This is a tough one to balance. When they were younger and we are on the road, we often took turns. One of us would get work done while the other was off with the kids exploring and then we’d switch. Other times, we got work done after the kids went to bed or before they got up. Now that they are both teens, they pretty much occupy themselves and we can all work on projects together or alone. We make sure that no matter the age, we all get quality family time and experiences.
What about school for the kids?
While living in Spain, the kids attend public Spanish schools. This is your standard brick-and-mortar building with a full day of class. When we were nomadic, we were doing home school.
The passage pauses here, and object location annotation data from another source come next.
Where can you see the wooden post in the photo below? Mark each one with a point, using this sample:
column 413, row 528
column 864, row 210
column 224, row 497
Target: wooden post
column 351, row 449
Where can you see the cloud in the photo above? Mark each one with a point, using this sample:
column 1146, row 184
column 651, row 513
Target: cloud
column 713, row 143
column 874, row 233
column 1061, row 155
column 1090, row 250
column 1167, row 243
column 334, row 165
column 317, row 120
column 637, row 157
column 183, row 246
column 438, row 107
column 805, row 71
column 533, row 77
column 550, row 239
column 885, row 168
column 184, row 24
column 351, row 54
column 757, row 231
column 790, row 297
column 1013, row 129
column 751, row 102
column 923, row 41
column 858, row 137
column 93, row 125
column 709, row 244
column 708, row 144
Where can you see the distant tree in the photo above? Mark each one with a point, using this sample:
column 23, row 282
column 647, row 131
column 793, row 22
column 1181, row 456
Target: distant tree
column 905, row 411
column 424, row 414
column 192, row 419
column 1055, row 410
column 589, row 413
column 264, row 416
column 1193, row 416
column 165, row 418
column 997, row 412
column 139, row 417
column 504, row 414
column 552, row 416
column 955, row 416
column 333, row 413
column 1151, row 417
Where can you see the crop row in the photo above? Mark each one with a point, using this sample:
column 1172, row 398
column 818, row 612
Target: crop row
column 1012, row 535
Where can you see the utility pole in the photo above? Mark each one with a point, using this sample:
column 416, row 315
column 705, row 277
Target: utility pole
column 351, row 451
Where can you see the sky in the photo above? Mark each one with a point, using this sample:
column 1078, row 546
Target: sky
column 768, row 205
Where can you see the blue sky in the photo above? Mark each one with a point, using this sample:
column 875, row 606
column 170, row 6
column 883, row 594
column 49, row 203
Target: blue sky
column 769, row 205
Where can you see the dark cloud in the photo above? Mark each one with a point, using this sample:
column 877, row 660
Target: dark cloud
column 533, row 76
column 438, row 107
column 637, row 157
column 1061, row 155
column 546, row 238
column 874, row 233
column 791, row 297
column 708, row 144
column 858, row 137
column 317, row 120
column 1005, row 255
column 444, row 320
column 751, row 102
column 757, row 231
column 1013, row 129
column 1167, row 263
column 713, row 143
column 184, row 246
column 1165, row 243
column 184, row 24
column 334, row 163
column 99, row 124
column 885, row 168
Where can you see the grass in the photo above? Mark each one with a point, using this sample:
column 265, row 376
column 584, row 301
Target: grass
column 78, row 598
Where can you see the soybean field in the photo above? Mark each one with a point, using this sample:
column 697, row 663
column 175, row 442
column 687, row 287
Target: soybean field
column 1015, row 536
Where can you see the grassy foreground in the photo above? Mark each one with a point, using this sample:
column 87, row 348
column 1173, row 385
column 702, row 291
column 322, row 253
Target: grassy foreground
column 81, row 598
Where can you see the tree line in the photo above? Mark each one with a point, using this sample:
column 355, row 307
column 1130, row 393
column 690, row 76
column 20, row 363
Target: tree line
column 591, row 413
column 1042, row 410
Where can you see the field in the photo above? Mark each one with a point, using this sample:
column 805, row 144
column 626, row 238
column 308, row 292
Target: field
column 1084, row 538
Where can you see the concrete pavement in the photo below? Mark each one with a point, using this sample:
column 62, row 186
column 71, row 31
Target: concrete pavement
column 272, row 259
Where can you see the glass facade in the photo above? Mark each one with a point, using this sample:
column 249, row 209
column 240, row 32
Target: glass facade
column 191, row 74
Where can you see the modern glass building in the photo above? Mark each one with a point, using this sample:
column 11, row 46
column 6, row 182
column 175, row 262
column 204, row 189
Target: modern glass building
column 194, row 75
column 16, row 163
We wrote quite a bit about this on our blog and there are many different variations of what home school can mean.
As parents, we found it difficult to transition into a “teacher” and it was a bumpy road to begin with. Once we relaxed and stopped trying to duplicate traditional school at home, the teaching and learning became more natural and easier. The options for education are limitless and abundant online and in person, no matter where you are.
How do you find time for a little romance?
Oh that is funny, believe me you get very creative. When the kids were a few years younger, we would give them some change and let them walk down the street to go get an ice cream cone. It was much easier when they were young, now that they are teens and more aware it takes a little more planning. Occasionally there is the spontaneous moment or the kids are both out with friends, so that is nice to take advantage of too. We do feel comfortable leaving them home alone, while we go out for a meal or with friends.
Your kids are growing up fast –how will you handle their own independence?
Lars just turned 15 and he will soon venture off on his first solo trip to Madrid. He will be volunteering at a language immersion school, so he will be surround by people keeping an eye out for him. He will just be alone traveling the 4 hours there and back and will be greeted by a school staff member upon arrival. He is itching to go on a big trip with friends, but as parents we are making him wait a few more years. It is tough letting him spread his wings on his own and we know he is fully capable, it is the rest of the world which gives us a little pause.
How do you navigate things like insurance and health care?
When we are in Spain, we purchase health insurance directly from a Spanish provider. It is so inexpensive compared to the USA. We pay just €120 a month for full medical coverage, including eyes and dental. When we were nomadic, we purchased travel insurance and paid cash for any routine medical or dental visits.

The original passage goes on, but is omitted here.